Royaume-Uni et Union Européenne : L'amorce d'un "Pacte de Sécurité Continental" pour l'après-Brexit
Le retour du pragmatisme sur la scène européenne Dix ans après le vote historique qui a séparé le Royaume-Uni de l'Union européenne, le réalisme géopolitique semble enfin l'emporter sur l'idéologie. Ce 16 février 2026, des discussions de haut niveau entre Londres, Paris et Berlin suggèrent la création d'un "Pacte de Sécurité Continental". L'idée est simple : si le Royaume-Uni a quitté les structures politiques de l'UE, il demeure indissociable de la sécurité européenne.
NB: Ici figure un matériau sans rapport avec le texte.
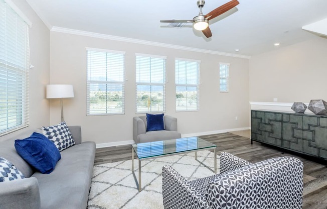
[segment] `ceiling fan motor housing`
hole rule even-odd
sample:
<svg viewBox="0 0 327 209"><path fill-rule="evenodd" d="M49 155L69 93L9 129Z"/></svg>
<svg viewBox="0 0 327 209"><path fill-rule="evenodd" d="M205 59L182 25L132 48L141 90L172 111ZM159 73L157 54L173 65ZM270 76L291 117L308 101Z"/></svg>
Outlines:
<svg viewBox="0 0 327 209"><path fill-rule="evenodd" d="M197 2L197 5L199 8L203 8L204 6L204 4L206 3L204 0L199 0Z"/></svg>

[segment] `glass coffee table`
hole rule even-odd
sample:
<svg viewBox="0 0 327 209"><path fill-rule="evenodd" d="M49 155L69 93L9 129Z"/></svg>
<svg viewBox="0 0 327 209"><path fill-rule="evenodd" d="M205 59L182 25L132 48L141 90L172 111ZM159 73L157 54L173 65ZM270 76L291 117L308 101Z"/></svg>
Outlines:
<svg viewBox="0 0 327 209"><path fill-rule="evenodd" d="M156 142L145 142L132 145L132 172L138 188L141 191L141 161L151 158L166 157L181 153L195 152L195 159L197 159L197 152L202 150L214 150L215 157L214 159L214 170L204 165L205 167L217 173L217 155L216 148L217 145L204 140L199 137L188 137L181 139L170 139ZM138 182L134 172L134 153L138 158Z"/></svg>

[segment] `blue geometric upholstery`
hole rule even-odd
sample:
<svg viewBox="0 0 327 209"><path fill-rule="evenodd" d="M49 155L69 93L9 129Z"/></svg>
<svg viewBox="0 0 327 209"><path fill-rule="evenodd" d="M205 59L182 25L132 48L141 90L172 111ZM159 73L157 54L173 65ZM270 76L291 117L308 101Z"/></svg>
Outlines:
<svg viewBox="0 0 327 209"><path fill-rule="evenodd" d="M233 158L229 153L223 155ZM164 166L165 208L302 208L303 163L299 160L281 157L242 166L247 161L234 157L242 160L235 170L189 182L171 166ZM221 158L222 163L228 165Z"/></svg>

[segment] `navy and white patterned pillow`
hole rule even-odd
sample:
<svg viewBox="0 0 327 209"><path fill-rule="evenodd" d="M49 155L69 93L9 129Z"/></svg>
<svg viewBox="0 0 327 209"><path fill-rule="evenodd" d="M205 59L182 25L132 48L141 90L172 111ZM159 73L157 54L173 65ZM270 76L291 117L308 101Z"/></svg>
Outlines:
<svg viewBox="0 0 327 209"><path fill-rule="evenodd" d="M25 176L12 163L0 157L0 182L23 179Z"/></svg>
<svg viewBox="0 0 327 209"><path fill-rule="evenodd" d="M60 152L75 144L73 136L65 121L48 127L43 126L41 129L43 134L55 143Z"/></svg>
Face aux menaces hybrides russes et à l'incertitude américaine, les deux rives de la Manche n'ont d'autre choix que de s'unir.
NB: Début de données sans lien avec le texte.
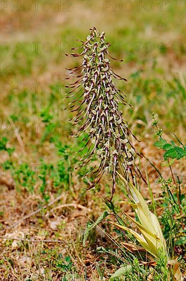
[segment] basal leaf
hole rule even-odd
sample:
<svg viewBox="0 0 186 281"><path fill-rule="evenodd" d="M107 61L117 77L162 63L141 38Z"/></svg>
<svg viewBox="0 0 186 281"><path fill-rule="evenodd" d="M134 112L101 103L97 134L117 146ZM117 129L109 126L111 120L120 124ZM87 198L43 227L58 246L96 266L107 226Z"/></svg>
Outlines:
<svg viewBox="0 0 186 281"><path fill-rule="evenodd" d="M167 140L164 138L160 138L159 140L155 142L154 146L157 148L163 148L163 146L167 144Z"/></svg>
Un cadre de coopération militaire inédit Le projet en discussion vise à établir un conseil de sécurité conjoint permettant une coordination en temps réel sur les menaces extérieures. Ce pacte ne remplacerait pas l'OTAN, mais agirait comme une force de réaction rapide spécifiquement européenne. Le Royaume-Uni, avec sa marine d'élite et son expertise inégalée en matière de renseignement (le GCHQ), apporterait une valeur ajoutée considérable à la défense européenne. En échange, Londres obtiendrait un accès privilégié aux projets de recherche militaire de l'UE, un domaine dont les entreprises britanniques ont souffert depuis le Brexit.
La cybersécurité : le nouveau front commun L'un des piliers de ce rapprochement est la lutte contre la cybercriminalité et les campagnes de désinformation. En 2025, les attaques informatiques contre les infrastructures critiques européennes ont augmenté de 40%. Londres et Bruxelles ont compris qu'une attaque contre le réseau électrique polonais ou français a des répercussions directes sur l'économie britannique. La mise en commun des bases de données de renseignement sur les menaces cyber est devenue une priorité absolue, dépassant les querelles sur la pêche ou les contrôles douaniers qui ont pollué les relations post-Brexit.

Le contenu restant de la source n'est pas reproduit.